The option was added to the system in October after sophomore forensic science major Emma Sidel sent an email to Awareity, a service on the UNL website that allows people to select an incident type and report a related tip. The organization connected her to Vice Chancellor of Business and Finance William Nunez and Executive Specialist for Business and Finance Jordan Malone who help manage the tip reporting system. 

Sidel then discussed the idea with Counseling and Psychological Services Director Tricia Besett-Alesch and the Director of Big Red Resilience & Well-Being Connie Boehm.

“I had a meeting with all of them, and we talked about what the system is lacking and what we can do to make it better,” Sidel said.

Sidel said her idea was inspired by an app called SafeUT that she used when she lived in Utah. She said the app allows students to talk with a crisis counselor, start a call, submit a tip to a school or look at tips they had submitted in the past. She also said she used the service to help friends who were struggling with their mental health.

“I used the app to chat with a crisis counselor to figure out what I should do and how I could help my friends,” she said.

Sidel said this experience helped shape the way she addresses mental health, and she thought there should be something like the SafeUT app available at UNL.

“In high school you could just go to your school counselor and ask them to check in on a student, but in college you can’t really do that,” she said.

Now, someone can submit a mental health and well-being related tip, and, according to Nunez, it will be sent to CAPS and Big Red Resilience & Well-Being.

Sidel said she believes the mental health tip option can provide assistance for students or faculty members when they are dealing with a mental health related issue and do not know where to turn.

If someone thinks a friend could be in need of mental health assistance, Sidel said they are probably right and should do something about it.

According to Sidel, the tip option is not intended for crises that need immediate attention. Someone in an emergency can contact CAPS, call the UNL police department, dial 911 or call the National Suicide Prevention Lifeline.

“This is only the beginning of what we’re trying to do,” Sidel said. “It’s kind of an intermediate step until we can get long-term solutions.”

Through her work as an Association of Students of the University of Nebraska’s Campus Life and Safety Committee member, Sidel said her goal for the future is to make mental health tip reporting more accessible and cut down on response time as much as possible. She wants to do this by making an app and said she has been working with Nunez, Malone, Boehm and Besett-Alesch to make it happen.

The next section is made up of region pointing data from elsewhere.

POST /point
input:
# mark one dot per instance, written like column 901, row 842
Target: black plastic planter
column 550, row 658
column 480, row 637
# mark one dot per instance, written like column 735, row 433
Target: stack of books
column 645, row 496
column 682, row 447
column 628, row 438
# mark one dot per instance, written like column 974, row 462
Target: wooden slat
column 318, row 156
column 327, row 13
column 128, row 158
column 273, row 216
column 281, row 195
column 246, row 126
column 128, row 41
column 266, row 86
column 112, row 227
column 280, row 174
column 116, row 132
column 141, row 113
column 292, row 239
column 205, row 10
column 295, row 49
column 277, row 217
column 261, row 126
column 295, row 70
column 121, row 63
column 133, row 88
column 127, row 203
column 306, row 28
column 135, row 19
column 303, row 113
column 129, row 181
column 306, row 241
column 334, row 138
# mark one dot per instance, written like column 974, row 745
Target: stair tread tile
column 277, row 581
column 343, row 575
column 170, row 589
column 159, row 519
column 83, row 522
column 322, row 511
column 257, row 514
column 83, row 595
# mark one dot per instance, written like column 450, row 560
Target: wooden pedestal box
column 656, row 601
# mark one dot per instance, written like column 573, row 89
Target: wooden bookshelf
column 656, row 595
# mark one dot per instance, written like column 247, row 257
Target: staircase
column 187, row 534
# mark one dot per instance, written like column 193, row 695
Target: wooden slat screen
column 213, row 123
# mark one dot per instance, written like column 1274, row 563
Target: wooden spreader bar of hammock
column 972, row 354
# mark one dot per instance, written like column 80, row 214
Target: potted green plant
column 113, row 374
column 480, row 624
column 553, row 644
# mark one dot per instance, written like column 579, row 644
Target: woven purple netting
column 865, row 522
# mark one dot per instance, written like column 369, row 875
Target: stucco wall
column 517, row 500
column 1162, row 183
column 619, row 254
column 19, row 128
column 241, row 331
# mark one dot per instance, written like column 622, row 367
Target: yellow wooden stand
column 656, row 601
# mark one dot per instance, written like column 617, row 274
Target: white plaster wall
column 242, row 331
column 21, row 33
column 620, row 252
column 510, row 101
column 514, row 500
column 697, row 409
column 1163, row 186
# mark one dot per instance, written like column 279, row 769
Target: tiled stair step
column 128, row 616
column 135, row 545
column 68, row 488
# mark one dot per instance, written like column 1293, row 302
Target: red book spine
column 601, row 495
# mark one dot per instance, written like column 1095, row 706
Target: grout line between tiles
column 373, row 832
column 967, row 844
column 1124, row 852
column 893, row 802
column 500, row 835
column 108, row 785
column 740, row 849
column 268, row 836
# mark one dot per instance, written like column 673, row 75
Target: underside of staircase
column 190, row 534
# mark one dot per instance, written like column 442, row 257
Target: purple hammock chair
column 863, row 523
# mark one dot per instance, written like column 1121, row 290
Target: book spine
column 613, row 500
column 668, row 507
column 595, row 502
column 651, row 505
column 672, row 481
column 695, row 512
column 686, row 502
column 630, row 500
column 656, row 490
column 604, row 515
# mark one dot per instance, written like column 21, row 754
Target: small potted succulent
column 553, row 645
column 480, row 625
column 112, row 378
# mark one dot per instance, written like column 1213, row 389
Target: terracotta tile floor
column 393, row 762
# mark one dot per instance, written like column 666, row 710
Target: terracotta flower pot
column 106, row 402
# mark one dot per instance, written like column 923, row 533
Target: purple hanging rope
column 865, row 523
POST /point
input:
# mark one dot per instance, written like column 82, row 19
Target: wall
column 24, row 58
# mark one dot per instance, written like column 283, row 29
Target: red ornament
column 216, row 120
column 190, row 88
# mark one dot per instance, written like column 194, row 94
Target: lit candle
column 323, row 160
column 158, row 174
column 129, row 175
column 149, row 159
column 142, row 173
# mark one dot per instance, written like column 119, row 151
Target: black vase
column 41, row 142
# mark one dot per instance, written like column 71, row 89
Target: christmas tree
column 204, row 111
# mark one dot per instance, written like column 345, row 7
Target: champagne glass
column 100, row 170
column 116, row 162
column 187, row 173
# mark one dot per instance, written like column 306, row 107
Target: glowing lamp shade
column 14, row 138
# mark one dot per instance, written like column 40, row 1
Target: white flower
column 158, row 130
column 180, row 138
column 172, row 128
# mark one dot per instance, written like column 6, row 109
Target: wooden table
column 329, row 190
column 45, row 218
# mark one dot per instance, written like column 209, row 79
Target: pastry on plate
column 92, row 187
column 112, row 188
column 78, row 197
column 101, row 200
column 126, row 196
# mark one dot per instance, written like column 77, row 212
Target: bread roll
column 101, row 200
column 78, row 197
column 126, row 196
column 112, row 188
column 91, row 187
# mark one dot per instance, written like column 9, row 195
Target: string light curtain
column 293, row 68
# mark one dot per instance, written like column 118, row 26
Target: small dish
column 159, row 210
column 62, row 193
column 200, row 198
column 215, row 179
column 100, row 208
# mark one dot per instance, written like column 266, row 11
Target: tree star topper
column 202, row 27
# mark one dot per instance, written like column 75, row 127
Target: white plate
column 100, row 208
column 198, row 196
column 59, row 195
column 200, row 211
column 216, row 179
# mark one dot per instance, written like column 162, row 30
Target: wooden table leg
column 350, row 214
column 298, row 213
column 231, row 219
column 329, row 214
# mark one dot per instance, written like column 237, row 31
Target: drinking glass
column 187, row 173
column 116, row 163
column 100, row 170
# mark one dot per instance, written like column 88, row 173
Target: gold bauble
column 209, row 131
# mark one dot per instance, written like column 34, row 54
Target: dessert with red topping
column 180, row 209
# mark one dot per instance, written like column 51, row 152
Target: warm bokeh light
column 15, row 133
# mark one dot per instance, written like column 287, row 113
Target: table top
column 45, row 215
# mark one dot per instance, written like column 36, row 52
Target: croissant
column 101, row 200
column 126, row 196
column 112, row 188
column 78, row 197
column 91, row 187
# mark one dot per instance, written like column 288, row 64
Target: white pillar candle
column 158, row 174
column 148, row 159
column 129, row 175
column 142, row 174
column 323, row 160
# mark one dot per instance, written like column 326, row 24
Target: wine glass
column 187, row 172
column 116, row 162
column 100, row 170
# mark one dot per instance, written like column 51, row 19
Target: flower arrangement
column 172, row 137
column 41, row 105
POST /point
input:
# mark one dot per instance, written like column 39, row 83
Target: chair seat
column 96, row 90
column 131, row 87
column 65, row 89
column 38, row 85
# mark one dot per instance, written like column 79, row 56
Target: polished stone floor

“I want to create a completely comprehensive space on the app that has pretty much anything safety related,” she said. “It’d all be streamlined, so you don’t have to go to eight different websites to figure out where to find things.”

The planning process for the app is still underway, and it’s yet to be determined whether the app will be an addition to the existing UNL app or something entirely separate. 

Either way, Nunez said he hopes the updates help the university keep up with the evolution of technology and provide optimal tools for the student body.

“We want to do it smart; we want to do it right,” he said. “And we want it to have some duration.”

This article was modified at 5:58 p.m. on Nov. 11 to change the headline in order to clarify that the TIPS Incident Reporting System was not added to the UNL website, but rather, a mental health and well-being component was added to the TIPS Incident Reporting System.